昭和五十六年九月三十日 朝の御理解


御理解第七節
「天地金乃神は昔からある神ぞ。途中からできた神でなし。天地ははやることなし。はやることなければ終わりもなし。天地日月の心になること肝要なり。信心はせんでもおかげはやってある。」


 昨日は、あのように教祖生誕祭が行なわれました。私は後の敬親会の方達に対する御直会が演芸などの、あれもやっぱり教祖生誕祭の中には入るもんだと思わせて頂きます。
 まあ有難いと思います事は、やはりあの年々歳々充実してまいりますだけではなくて、お年寄りの方達の信心内容もやはり若い時から椛目合楽を通して信心の稽古をしておられる方達が、まあ七十になられた方達、七十以上の方達のまあ、ああしたおかげになってまいりましたのですから。

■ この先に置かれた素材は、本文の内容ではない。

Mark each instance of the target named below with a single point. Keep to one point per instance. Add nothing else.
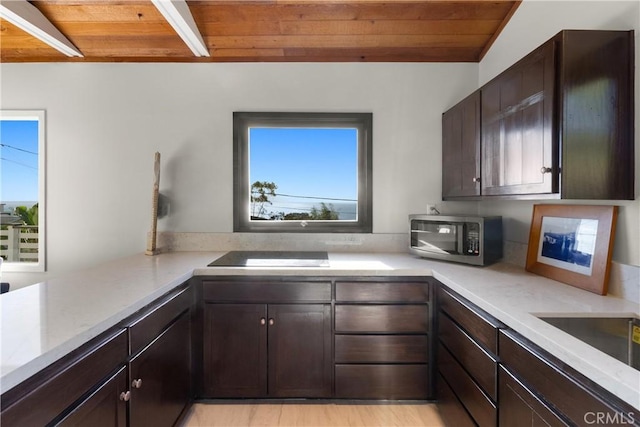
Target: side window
(302, 172)
(22, 185)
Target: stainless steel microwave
(467, 239)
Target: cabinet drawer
(381, 381)
(480, 364)
(481, 408)
(517, 402)
(450, 408)
(381, 348)
(382, 318)
(568, 392)
(151, 323)
(382, 292)
(266, 291)
(480, 326)
(40, 399)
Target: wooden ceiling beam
(178, 14)
(28, 18)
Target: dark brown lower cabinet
(451, 409)
(267, 350)
(74, 380)
(394, 382)
(382, 335)
(537, 389)
(104, 407)
(160, 377)
(467, 362)
(520, 407)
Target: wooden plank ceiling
(269, 30)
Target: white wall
(105, 121)
(534, 23)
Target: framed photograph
(573, 244)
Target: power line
(16, 148)
(310, 197)
(18, 163)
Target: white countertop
(43, 322)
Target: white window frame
(39, 266)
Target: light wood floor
(312, 415)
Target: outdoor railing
(19, 243)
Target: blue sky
(315, 162)
(19, 164)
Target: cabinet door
(461, 149)
(161, 377)
(519, 153)
(235, 350)
(300, 350)
(103, 408)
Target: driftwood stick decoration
(151, 237)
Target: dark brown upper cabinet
(557, 124)
(461, 149)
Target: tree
(28, 215)
(326, 212)
(261, 193)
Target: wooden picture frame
(573, 244)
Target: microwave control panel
(472, 242)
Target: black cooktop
(272, 259)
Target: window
(22, 201)
(302, 172)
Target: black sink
(616, 336)
(272, 259)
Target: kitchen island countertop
(43, 322)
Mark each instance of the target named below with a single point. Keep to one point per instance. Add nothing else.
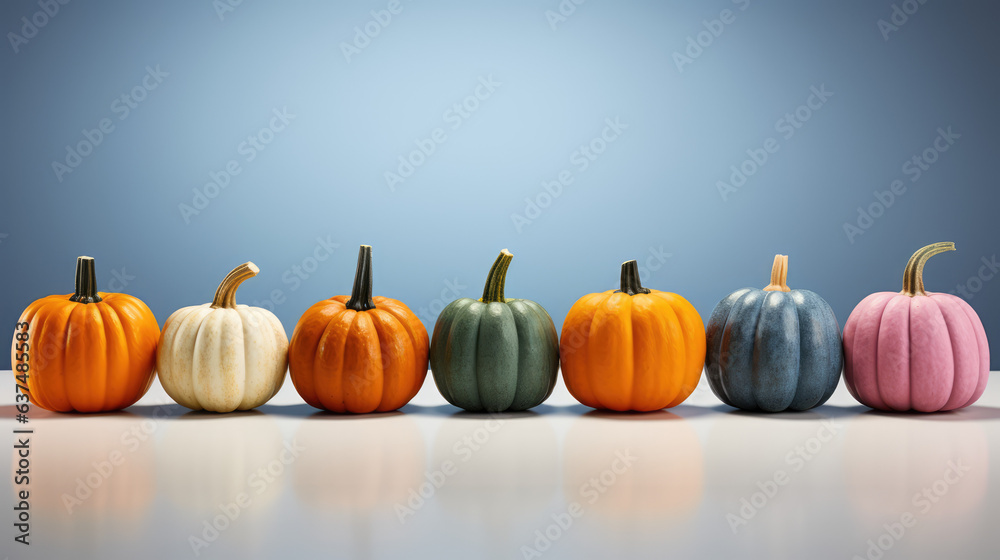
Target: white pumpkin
(221, 356)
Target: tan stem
(225, 296)
(779, 275)
(913, 276)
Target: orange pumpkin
(88, 351)
(358, 354)
(633, 348)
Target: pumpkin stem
(779, 275)
(86, 281)
(361, 295)
(913, 276)
(225, 295)
(631, 284)
(495, 280)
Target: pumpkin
(221, 356)
(774, 349)
(360, 353)
(632, 349)
(88, 351)
(916, 350)
(495, 354)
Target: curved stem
(913, 276)
(630, 283)
(779, 275)
(495, 280)
(361, 294)
(225, 295)
(86, 281)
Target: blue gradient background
(652, 189)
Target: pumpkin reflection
(358, 463)
(889, 460)
(637, 466)
(209, 460)
(503, 465)
(84, 473)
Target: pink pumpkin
(916, 350)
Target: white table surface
(848, 474)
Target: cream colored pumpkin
(221, 356)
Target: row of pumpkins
(631, 349)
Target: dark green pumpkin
(495, 354)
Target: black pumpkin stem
(86, 281)
(361, 295)
(913, 276)
(495, 280)
(630, 279)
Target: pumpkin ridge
(954, 357)
(42, 312)
(382, 398)
(117, 387)
(738, 306)
(715, 354)
(339, 377)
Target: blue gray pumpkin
(774, 349)
(495, 354)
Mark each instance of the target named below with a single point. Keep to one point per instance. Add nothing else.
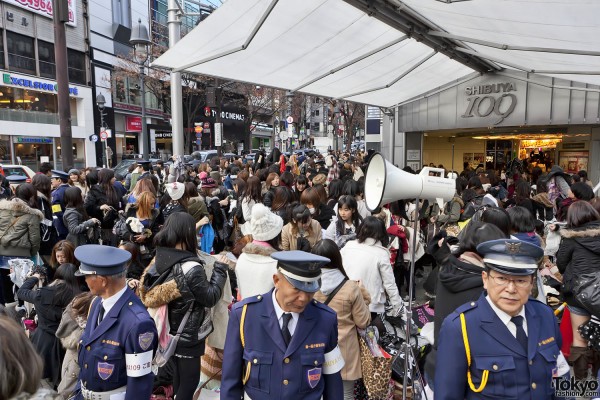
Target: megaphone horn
(384, 183)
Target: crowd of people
(193, 239)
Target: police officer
(119, 340)
(506, 344)
(59, 181)
(283, 344)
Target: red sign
(133, 124)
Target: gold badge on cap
(513, 248)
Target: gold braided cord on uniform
(484, 377)
(249, 366)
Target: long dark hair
(179, 228)
(328, 248)
(28, 194)
(43, 184)
(104, 180)
(374, 228)
(351, 203)
(74, 199)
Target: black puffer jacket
(578, 253)
(164, 282)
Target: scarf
(330, 279)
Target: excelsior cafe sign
(34, 84)
(44, 7)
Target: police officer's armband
(139, 364)
(484, 376)
(334, 362)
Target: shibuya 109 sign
(494, 99)
(44, 7)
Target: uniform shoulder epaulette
(322, 306)
(466, 307)
(249, 300)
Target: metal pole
(145, 141)
(62, 81)
(174, 24)
(407, 352)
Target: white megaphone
(384, 183)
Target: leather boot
(579, 358)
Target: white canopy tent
(385, 52)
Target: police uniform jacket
(118, 352)
(298, 371)
(58, 210)
(513, 373)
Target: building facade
(29, 126)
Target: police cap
(63, 176)
(96, 259)
(301, 269)
(511, 256)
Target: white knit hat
(264, 225)
(175, 190)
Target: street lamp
(100, 102)
(140, 40)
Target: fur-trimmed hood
(253, 248)
(19, 207)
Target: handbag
(163, 353)
(377, 371)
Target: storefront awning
(385, 52)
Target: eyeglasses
(519, 282)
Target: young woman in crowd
(302, 232)
(345, 225)
(255, 267)
(351, 304)
(49, 302)
(75, 217)
(578, 254)
(177, 278)
(318, 210)
(19, 232)
(367, 259)
(48, 234)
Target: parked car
(20, 170)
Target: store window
(21, 54)
(76, 67)
(1, 49)
(47, 60)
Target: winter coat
(459, 282)
(451, 211)
(77, 227)
(164, 282)
(255, 269)
(351, 305)
(19, 228)
(48, 234)
(96, 198)
(325, 215)
(69, 332)
(578, 254)
(289, 239)
(369, 262)
(197, 208)
(49, 307)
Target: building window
(1, 50)
(76, 66)
(122, 12)
(47, 60)
(21, 55)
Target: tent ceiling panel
(302, 41)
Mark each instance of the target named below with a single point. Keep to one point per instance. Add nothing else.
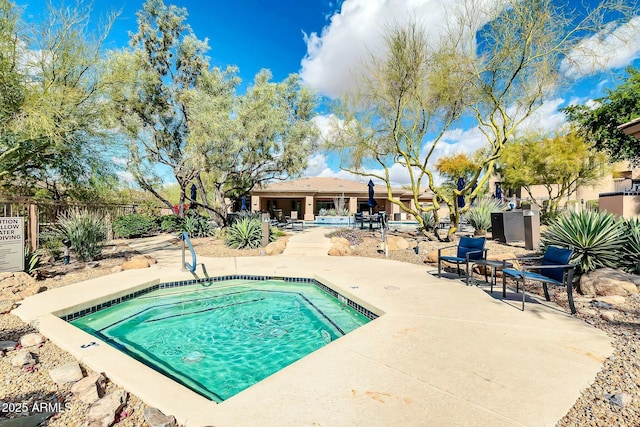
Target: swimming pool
(220, 337)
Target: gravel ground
(612, 400)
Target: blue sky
(325, 41)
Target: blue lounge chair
(469, 249)
(554, 268)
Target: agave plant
(32, 260)
(87, 232)
(596, 238)
(479, 215)
(245, 233)
(631, 254)
(428, 219)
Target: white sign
(11, 244)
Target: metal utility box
(507, 226)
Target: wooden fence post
(32, 231)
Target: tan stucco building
(307, 196)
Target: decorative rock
(102, 413)
(23, 357)
(612, 299)
(602, 305)
(396, 243)
(588, 312)
(31, 340)
(7, 345)
(155, 418)
(607, 281)
(609, 315)
(618, 399)
(67, 373)
(432, 257)
(340, 240)
(90, 388)
(339, 249)
(275, 248)
(7, 306)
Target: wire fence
(41, 217)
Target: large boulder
(275, 248)
(340, 240)
(155, 418)
(102, 413)
(31, 340)
(607, 281)
(138, 261)
(21, 358)
(338, 249)
(89, 389)
(397, 243)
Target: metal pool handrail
(194, 263)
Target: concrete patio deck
(440, 354)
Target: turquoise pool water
(218, 339)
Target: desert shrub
(596, 238)
(429, 220)
(479, 215)
(197, 225)
(51, 243)
(548, 217)
(170, 223)
(245, 233)
(32, 260)
(133, 225)
(630, 259)
(87, 232)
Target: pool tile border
(89, 310)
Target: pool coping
(441, 354)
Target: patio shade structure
(460, 187)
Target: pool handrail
(194, 262)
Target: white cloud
(316, 166)
(614, 48)
(336, 57)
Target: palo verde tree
(492, 64)
(51, 104)
(149, 83)
(599, 123)
(241, 142)
(180, 115)
(559, 163)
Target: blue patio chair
(554, 268)
(469, 249)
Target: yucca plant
(596, 238)
(87, 232)
(479, 215)
(630, 259)
(428, 219)
(245, 233)
(197, 226)
(32, 260)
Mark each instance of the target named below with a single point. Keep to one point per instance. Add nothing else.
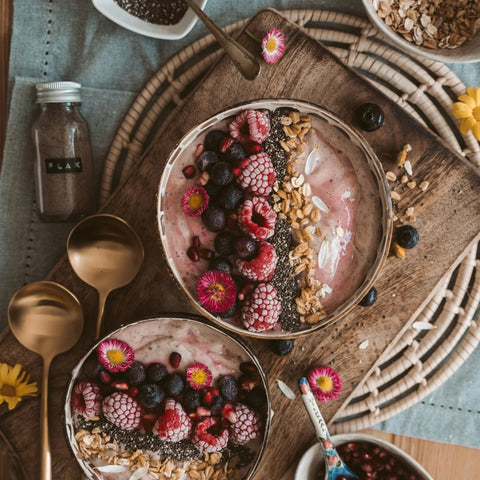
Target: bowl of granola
(274, 217)
(445, 31)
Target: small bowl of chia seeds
(165, 19)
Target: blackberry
(150, 395)
(173, 384)
(156, 372)
(214, 218)
(136, 373)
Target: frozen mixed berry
(173, 384)
(122, 410)
(216, 291)
(261, 310)
(86, 399)
(257, 218)
(175, 424)
(214, 218)
(156, 372)
(245, 247)
(195, 201)
(406, 236)
(247, 427)
(136, 373)
(250, 126)
(262, 267)
(221, 174)
(369, 116)
(209, 435)
(258, 176)
(150, 395)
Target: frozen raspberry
(246, 427)
(262, 267)
(250, 126)
(86, 399)
(261, 310)
(209, 435)
(257, 218)
(175, 425)
(258, 176)
(122, 410)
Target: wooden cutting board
(448, 219)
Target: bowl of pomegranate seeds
(274, 217)
(369, 457)
(168, 397)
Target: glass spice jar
(63, 157)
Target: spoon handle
(46, 462)
(245, 62)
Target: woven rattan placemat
(421, 360)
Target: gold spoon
(47, 319)
(245, 62)
(105, 253)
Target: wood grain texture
(307, 72)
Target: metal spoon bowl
(47, 319)
(105, 253)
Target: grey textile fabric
(70, 40)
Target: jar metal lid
(58, 92)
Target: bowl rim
(115, 13)
(375, 167)
(69, 429)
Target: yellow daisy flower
(14, 385)
(468, 110)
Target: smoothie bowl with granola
(274, 217)
(168, 397)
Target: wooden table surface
(444, 462)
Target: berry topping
(175, 424)
(261, 310)
(199, 376)
(150, 395)
(86, 399)
(115, 355)
(122, 410)
(250, 126)
(214, 218)
(216, 291)
(209, 435)
(247, 426)
(258, 176)
(257, 218)
(262, 267)
(195, 201)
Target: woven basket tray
(421, 360)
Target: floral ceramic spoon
(335, 468)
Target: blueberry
(282, 347)
(156, 372)
(370, 298)
(406, 236)
(136, 373)
(227, 386)
(222, 264)
(221, 174)
(214, 218)
(245, 248)
(207, 160)
(369, 116)
(173, 384)
(229, 197)
(213, 140)
(150, 395)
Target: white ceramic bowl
(167, 32)
(469, 52)
(311, 461)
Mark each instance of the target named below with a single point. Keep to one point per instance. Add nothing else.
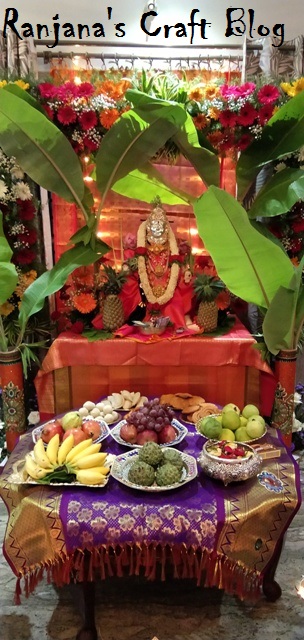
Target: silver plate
(36, 433)
(122, 463)
(182, 432)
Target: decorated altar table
(225, 368)
(224, 536)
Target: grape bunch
(152, 416)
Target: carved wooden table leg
(88, 630)
(271, 588)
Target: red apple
(78, 434)
(128, 433)
(167, 434)
(91, 428)
(50, 429)
(147, 435)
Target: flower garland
(142, 269)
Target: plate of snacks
(154, 468)
(151, 422)
(232, 423)
(71, 422)
(229, 461)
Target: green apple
(227, 434)
(254, 428)
(250, 410)
(231, 407)
(241, 434)
(231, 420)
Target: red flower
(87, 120)
(268, 94)
(47, 90)
(85, 90)
(265, 113)
(24, 256)
(247, 115)
(227, 118)
(28, 237)
(26, 209)
(140, 251)
(66, 115)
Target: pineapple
(111, 307)
(206, 289)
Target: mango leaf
(147, 183)
(8, 273)
(283, 134)
(51, 281)
(279, 195)
(252, 267)
(131, 142)
(40, 148)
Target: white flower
(22, 191)
(34, 417)
(3, 190)
(17, 173)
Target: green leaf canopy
(251, 266)
(40, 148)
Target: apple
(147, 435)
(50, 429)
(78, 434)
(167, 434)
(91, 428)
(128, 433)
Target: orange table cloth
(220, 368)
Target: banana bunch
(65, 462)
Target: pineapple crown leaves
(206, 287)
(112, 282)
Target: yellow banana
(65, 448)
(90, 476)
(32, 468)
(52, 448)
(40, 455)
(93, 460)
(81, 446)
(93, 448)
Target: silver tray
(122, 463)
(182, 432)
(36, 433)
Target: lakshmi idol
(160, 282)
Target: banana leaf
(51, 281)
(131, 142)
(40, 148)
(282, 322)
(283, 134)
(279, 195)
(204, 161)
(8, 273)
(252, 267)
(147, 183)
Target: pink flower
(47, 90)
(66, 115)
(87, 120)
(247, 115)
(227, 118)
(85, 90)
(268, 94)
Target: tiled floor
(133, 609)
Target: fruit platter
(229, 461)
(64, 463)
(72, 423)
(233, 424)
(154, 468)
(152, 422)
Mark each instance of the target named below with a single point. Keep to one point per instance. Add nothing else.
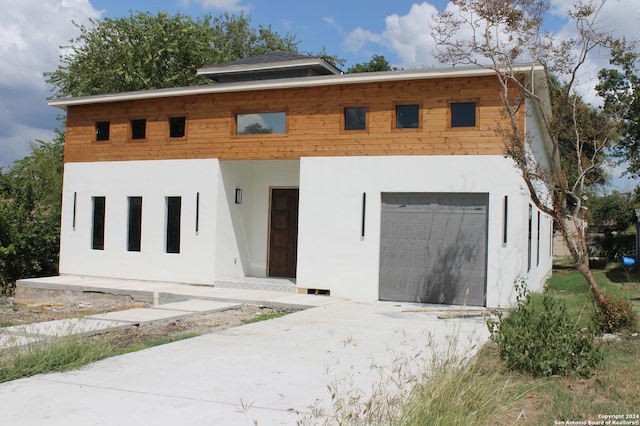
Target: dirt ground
(11, 314)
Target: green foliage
(541, 339)
(611, 212)
(30, 204)
(59, 354)
(377, 63)
(615, 315)
(618, 87)
(145, 51)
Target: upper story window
(355, 118)
(407, 116)
(263, 123)
(102, 131)
(138, 129)
(177, 127)
(463, 114)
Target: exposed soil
(11, 314)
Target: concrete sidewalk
(272, 372)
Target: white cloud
(408, 36)
(228, 5)
(31, 32)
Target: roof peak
(272, 65)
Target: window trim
(450, 114)
(131, 130)
(98, 226)
(394, 124)
(184, 130)
(96, 132)
(284, 133)
(343, 124)
(134, 227)
(173, 239)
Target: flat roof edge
(318, 81)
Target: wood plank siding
(314, 123)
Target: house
(374, 186)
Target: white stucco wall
(242, 238)
(331, 253)
(154, 181)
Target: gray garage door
(433, 248)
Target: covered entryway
(433, 248)
(283, 232)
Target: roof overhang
(318, 65)
(319, 81)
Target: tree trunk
(573, 230)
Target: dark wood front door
(283, 239)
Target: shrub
(542, 340)
(616, 314)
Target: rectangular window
(102, 131)
(355, 118)
(75, 205)
(463, 114)
(138, 129)
(505, 216)
(97, 233)
(177, 126)
(174, 205)
(538, 241)
(530, 238)
(135, 224)
(407, 116)
(197, 212)
(265, 123)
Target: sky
(32, 31)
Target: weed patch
(541, 339)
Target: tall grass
(57, 354)
(68, 353)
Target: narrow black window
(174, 205)
(75, 205)
(97, 234)
(138, 129)
(505, 216)
(364, 211)
(530, 237)
(197, 212)
(463, 114)
(177, 127)
(135, 224)
(355, 118)
(102, 131)
(407, 116)
(538, 241)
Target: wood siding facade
(314, 123)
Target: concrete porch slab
(197, 306)
(142, 316)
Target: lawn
(486, 392)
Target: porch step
(284, 285)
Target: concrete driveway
(273, 372)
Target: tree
(619, 88)
(498, 35)
(145, 51)
(30, 204)
(377, 63)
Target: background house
(390, 186)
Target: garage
(433, 248)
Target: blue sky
(31, 32)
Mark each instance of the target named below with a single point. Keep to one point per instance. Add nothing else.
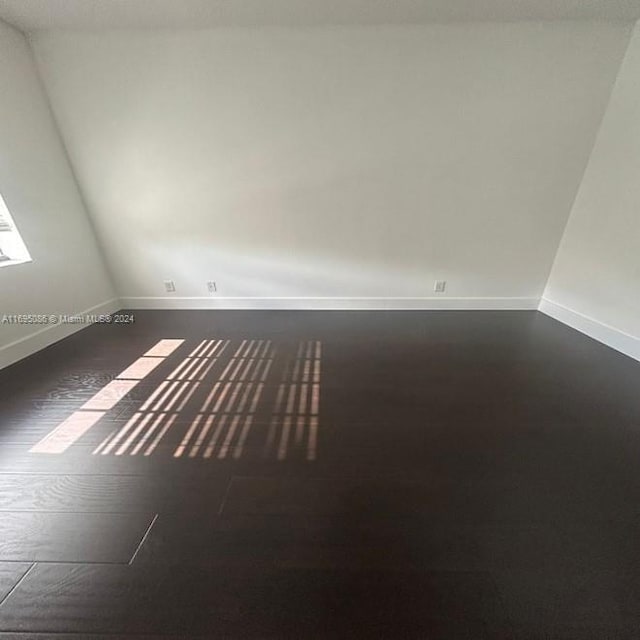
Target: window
(12, 248)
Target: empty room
(320, 319)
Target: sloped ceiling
(30, 15)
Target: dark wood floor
(433, 475)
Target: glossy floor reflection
(321, 475)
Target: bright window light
(12, 248)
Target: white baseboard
(612, 337)
(333, 303)
(23, 347)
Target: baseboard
(612, 337)
(23, 347)
(330, 303)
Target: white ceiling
(31, 15)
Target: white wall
(595, 282)
(67, 275)
(332, 162)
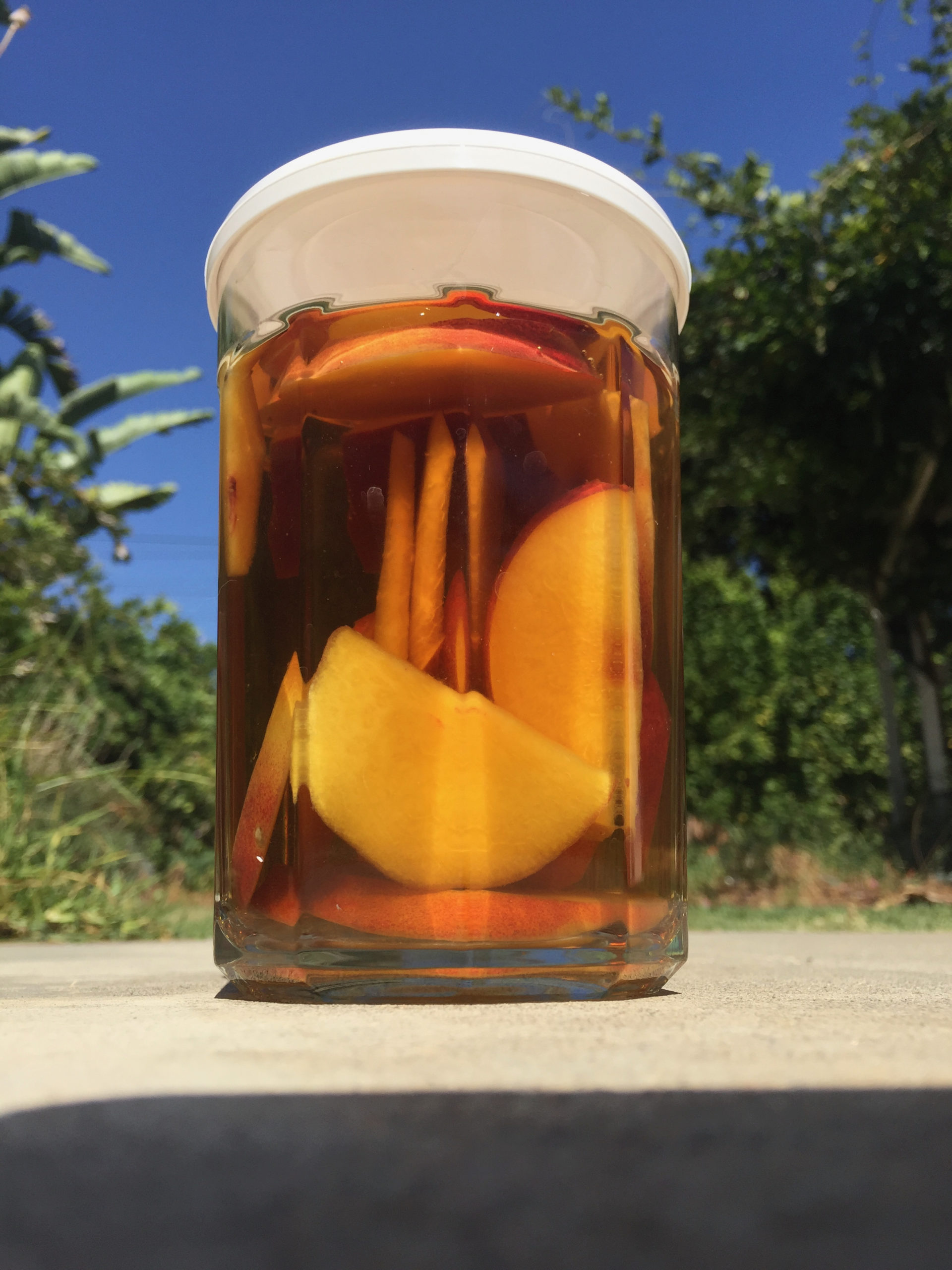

 昨日の浪花節さんが言っておりましたように、兎に角皆さんが熱心に行儀よく聞いて下さってから、兎に角、あのう普通は、あんな涙がこぼれるような事はなかったけれども、浪花節を語りながら涙がこぼれましたという話をしてましたですね。後から食事を差し上げた時に、そんな話をしてます。あれが普通の年寄りじゃったら、こう乱れたり行儀が悪くなったり、いろいろするのでしょうけれども、まあ言う事でしたが。私はまだ年はとりませんけれども、私もあの時の福引ですかね、くじ引きを頂きました。開いてみたら、「徳つみて栄える家や菊の花」というのでした。どういうような景品だろうかと思うておったら、みかんの缶詰を二つ頂きました。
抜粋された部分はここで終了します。